(This post is a summary of two papers I have recently read. Papir is the Norwegian word for paper)
Real-Time Twitter Recommendation: Online Motif Detection in Large Dynamic Graphs is a paper that was presented at VLDB 2016. It combines two of my favorite topics, distributed systems and graph theory, into a short (2 pages!) paper. It presents a simplified version of the algorithm that Twitter uses to detect motifs in real-time in a user’s social graph, which is then used to generate recommendations for the user. One thing I liked about this paper is that it presents naive solutions to the problem at hand before diving into the elegant solution that Twitter uses. The paper then presents their solution to the problem, and explains how it works at Twitter scale by graph partitioning, pruning, and offline data structure generation.
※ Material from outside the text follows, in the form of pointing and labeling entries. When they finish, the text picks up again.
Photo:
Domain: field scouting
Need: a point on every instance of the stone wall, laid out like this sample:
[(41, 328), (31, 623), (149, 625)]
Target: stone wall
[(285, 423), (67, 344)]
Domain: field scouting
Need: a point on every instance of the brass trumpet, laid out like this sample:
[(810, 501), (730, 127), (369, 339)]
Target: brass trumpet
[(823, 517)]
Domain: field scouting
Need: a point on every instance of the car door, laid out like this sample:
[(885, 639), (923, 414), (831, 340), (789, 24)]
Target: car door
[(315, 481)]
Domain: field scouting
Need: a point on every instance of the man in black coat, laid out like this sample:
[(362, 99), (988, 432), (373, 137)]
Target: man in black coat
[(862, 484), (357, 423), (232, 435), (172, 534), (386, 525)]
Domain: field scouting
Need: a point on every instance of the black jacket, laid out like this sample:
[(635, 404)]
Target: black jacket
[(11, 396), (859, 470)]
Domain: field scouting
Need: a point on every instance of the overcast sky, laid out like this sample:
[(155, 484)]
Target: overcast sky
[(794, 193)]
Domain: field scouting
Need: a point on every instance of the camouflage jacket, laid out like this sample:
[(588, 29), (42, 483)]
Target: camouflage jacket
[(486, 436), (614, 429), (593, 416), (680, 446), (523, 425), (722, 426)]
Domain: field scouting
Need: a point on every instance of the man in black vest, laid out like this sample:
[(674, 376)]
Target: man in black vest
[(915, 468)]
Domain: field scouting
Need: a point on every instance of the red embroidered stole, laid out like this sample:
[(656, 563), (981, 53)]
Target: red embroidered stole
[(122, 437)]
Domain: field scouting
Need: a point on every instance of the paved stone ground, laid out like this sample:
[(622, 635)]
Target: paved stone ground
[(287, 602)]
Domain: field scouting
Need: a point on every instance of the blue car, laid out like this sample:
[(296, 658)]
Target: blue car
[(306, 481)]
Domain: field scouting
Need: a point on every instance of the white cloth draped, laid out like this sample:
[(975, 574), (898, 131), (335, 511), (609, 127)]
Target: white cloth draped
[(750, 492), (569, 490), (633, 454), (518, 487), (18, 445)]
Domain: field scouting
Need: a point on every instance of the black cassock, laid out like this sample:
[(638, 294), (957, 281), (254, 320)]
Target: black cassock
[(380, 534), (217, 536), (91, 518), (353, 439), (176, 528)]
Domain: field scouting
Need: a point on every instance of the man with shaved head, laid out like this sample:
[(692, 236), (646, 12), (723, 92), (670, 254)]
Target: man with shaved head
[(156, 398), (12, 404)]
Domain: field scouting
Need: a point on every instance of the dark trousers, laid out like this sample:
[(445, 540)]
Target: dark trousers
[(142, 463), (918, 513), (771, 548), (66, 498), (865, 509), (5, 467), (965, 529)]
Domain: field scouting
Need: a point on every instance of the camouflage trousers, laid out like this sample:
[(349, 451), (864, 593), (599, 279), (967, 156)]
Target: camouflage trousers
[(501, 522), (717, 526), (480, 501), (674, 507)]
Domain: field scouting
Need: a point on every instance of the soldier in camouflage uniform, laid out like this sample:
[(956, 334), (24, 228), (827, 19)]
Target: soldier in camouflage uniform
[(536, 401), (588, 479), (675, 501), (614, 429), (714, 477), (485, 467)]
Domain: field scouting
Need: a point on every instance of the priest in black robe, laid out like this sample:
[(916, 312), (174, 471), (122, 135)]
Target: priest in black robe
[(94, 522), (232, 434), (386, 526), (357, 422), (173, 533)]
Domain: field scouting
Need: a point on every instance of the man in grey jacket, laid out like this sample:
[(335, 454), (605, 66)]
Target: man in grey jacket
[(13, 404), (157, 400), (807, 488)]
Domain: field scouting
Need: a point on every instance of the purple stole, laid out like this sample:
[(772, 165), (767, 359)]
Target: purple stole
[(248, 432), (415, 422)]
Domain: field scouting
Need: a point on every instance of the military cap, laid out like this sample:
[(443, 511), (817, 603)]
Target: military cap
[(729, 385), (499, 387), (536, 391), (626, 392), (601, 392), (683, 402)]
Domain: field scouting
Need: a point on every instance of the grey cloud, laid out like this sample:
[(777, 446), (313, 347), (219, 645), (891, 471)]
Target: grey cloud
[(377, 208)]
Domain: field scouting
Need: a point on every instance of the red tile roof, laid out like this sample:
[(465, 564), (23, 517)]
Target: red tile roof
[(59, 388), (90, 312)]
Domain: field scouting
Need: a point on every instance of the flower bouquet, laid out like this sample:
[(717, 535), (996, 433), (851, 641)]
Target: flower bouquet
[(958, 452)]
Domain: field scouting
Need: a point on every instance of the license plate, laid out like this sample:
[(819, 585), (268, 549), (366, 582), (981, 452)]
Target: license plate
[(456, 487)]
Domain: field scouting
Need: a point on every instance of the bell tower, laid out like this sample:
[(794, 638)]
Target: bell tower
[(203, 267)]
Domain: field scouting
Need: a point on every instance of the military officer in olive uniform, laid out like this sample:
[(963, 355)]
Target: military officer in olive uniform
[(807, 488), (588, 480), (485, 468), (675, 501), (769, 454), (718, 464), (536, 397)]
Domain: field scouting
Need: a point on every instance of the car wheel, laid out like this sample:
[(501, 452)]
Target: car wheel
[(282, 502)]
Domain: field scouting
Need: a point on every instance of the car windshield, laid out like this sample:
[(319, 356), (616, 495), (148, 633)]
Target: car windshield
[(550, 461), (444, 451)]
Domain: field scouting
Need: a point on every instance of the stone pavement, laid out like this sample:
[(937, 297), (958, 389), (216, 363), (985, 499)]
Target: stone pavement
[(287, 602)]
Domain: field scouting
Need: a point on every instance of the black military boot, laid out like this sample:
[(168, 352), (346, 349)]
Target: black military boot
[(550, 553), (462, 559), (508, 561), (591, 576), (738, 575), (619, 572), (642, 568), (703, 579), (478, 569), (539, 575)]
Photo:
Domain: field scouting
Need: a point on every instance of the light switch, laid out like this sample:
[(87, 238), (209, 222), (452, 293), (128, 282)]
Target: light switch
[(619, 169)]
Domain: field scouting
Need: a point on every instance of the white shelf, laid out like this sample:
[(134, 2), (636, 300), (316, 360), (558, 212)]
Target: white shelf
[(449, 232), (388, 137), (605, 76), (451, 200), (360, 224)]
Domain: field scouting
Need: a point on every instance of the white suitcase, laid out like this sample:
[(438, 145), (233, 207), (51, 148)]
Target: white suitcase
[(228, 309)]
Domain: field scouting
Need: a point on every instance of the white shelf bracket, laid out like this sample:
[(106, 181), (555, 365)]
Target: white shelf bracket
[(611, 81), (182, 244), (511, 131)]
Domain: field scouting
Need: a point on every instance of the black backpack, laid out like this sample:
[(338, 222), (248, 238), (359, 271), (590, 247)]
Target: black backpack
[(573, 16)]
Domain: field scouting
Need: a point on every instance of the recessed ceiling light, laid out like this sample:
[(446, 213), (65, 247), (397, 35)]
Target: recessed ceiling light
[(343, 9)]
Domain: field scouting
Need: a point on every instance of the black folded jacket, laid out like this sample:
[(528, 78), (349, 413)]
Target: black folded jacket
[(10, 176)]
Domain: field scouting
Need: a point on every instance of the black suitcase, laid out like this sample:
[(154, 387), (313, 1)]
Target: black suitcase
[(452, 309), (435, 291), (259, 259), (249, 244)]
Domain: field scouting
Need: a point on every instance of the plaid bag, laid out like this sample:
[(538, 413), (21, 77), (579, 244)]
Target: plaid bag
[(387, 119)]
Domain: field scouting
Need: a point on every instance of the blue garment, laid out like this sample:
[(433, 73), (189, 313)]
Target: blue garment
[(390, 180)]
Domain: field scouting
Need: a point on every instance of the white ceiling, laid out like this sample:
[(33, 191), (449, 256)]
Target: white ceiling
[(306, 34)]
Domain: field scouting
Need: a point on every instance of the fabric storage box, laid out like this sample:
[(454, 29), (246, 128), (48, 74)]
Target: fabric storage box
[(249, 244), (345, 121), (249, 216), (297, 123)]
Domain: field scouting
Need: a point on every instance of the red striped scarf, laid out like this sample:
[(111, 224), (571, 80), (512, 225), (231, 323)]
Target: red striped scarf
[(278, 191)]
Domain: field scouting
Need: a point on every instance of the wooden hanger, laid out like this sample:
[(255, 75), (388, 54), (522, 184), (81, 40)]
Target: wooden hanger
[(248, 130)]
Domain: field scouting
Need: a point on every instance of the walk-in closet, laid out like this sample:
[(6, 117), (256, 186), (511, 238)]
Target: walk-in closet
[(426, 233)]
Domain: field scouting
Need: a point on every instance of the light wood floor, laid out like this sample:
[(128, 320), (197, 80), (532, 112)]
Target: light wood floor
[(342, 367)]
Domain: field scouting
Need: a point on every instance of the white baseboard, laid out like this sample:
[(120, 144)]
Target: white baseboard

Design patterns for container-based distributed systems is a paper by Google that talks about software design patterns that are emerging from software systems that are built around containers. Software like Docker and CoreOS has made working with containers easier, and more and more companies are moving towards a container based ecosystem. Google was one of the first companies to use containers, and this paper contains design and architecture patterns that they have observed in their container based systems. The design patterns presented are grouped under three main categories of which I enjoyed reading about “Multi-node application patterns” the most. This sections deals with design patterns in distributed systems, where each node holds multiple related containers (called “pods” in the paper). It was interesting to read about how distributed system problems like leader election, scatter-gather, etc. can be dealt with language agnostic containers rather than by language specific libraries. I loved this line from the end of the paper, which made me think of containers in an entirely new light:
In all cases, containers provide many of the same benefits as objects in object-oriented systems, such as making it easy to divide implementation among multiple teams and to reuse components in new contexts. In addition, they provide some benefits unique to distributed systems, such as enabling components to be upgraded independently, to be written in a mixture of languages, and for the system a whole to degrade gracefully.
Been thinking about it twice about the recommendation emails that I get now that I read that paper. Thanks for the recommendation! Do you know if they’ve open-sourced the implementation, or if there’s something out there that shows the implementation?
There is no open source implementation that I’m aware of.